It's there in all of us in one form or another. The need to express ourselves through art, it's what sets us apart from the animals (that, and opposable thumbs). Whether it be painting, literature, music, performance, photography, anything. Creating something for the sake of creation. It's a natural human desire.

You might be thinking "what the hell is this?" right about now. Well I'll tell you. I am no "spring chicken" as they say. I'm not getting any younger. I'm on the wrong side of Forty. You get the idea. The thing is, I need to keep my brain active. A healthly mind supports a healthy body, or something.

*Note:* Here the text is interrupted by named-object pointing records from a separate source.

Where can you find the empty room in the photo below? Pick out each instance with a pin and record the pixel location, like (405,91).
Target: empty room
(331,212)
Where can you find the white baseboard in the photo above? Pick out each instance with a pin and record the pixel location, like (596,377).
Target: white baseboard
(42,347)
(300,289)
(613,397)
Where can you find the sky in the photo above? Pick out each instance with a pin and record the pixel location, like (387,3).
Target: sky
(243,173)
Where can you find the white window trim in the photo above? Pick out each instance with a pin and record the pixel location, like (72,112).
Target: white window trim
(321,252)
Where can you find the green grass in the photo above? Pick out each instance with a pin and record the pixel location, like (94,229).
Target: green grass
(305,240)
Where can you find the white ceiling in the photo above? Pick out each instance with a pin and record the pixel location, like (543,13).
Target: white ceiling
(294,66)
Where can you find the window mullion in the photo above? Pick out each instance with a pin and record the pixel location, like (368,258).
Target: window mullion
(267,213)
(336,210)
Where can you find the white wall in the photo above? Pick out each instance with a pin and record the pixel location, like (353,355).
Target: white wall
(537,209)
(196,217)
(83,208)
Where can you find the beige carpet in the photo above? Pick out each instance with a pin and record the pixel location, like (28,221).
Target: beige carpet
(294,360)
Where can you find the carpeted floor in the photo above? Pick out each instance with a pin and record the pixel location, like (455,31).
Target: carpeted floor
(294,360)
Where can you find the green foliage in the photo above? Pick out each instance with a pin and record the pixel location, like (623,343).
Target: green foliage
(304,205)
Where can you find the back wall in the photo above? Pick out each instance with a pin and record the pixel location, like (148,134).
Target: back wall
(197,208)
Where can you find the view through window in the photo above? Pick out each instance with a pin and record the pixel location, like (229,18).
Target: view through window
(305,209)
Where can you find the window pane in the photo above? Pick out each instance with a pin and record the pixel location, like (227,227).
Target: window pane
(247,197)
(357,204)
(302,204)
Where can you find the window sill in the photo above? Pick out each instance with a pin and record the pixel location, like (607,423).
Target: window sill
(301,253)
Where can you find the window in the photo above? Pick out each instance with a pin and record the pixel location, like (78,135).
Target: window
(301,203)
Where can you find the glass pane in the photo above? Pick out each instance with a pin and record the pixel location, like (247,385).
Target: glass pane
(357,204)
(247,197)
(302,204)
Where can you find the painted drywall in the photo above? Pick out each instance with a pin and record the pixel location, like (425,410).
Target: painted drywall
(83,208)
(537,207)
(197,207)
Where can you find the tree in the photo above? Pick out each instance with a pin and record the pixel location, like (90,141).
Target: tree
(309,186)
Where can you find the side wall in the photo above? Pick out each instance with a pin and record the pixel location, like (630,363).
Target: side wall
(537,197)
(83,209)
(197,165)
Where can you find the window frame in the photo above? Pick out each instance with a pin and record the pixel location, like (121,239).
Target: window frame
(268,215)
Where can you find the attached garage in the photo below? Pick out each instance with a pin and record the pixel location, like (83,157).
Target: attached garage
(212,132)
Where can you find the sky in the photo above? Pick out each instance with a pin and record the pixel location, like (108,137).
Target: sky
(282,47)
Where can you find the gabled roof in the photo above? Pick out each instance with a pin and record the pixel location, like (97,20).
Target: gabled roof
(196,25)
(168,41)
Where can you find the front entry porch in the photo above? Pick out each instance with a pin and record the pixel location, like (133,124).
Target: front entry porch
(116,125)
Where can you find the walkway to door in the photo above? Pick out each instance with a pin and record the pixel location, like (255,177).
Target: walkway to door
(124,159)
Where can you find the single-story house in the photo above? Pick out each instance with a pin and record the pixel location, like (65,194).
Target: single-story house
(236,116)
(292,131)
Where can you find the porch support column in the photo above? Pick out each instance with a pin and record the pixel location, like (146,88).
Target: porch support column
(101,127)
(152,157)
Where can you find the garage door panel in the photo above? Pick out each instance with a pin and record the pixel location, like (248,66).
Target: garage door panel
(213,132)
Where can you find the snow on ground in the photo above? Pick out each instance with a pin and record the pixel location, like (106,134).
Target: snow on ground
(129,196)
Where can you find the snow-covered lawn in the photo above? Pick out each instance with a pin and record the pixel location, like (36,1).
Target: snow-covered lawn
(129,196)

I sit in IRC each night, socialising with friends, sometimes playing multiplayer games. It's great that I can do that, but I feel that my mind is becoming "stale". I feel the urge to create something, to start a project into which I can pour my creative juices. Something I can get my teeth into, to keep my brain working, with the only reward for my toils being the knowledge that I am making something, creating something from nothing. So I have decided to embark on a journey, a journey through something that will hopefully broaden my mind and make me think about things.

I have decided to create a videogame.

No, it won't be a huge blockbuster with super-fancy graphics and a massive budget, it will be a small but playable game with dodgy graphics and iffy sound effects, bedroom coded as opposed to being created by a team of Fifty people in a dedicated building. It will, most likely, be not very good at all. But it will be a creation. Something I (possibly with the help of some friends) have created, brought into this world from the confines of my mind.

I have big ideas but I'm also realistic in what I am able to achieve. The last thing I coded was in 1994 which was a fair while back, so I'm pretty much going to have to re-learn everything I once knew. So now to look at the pro's and con's of what's available to me as a development platform...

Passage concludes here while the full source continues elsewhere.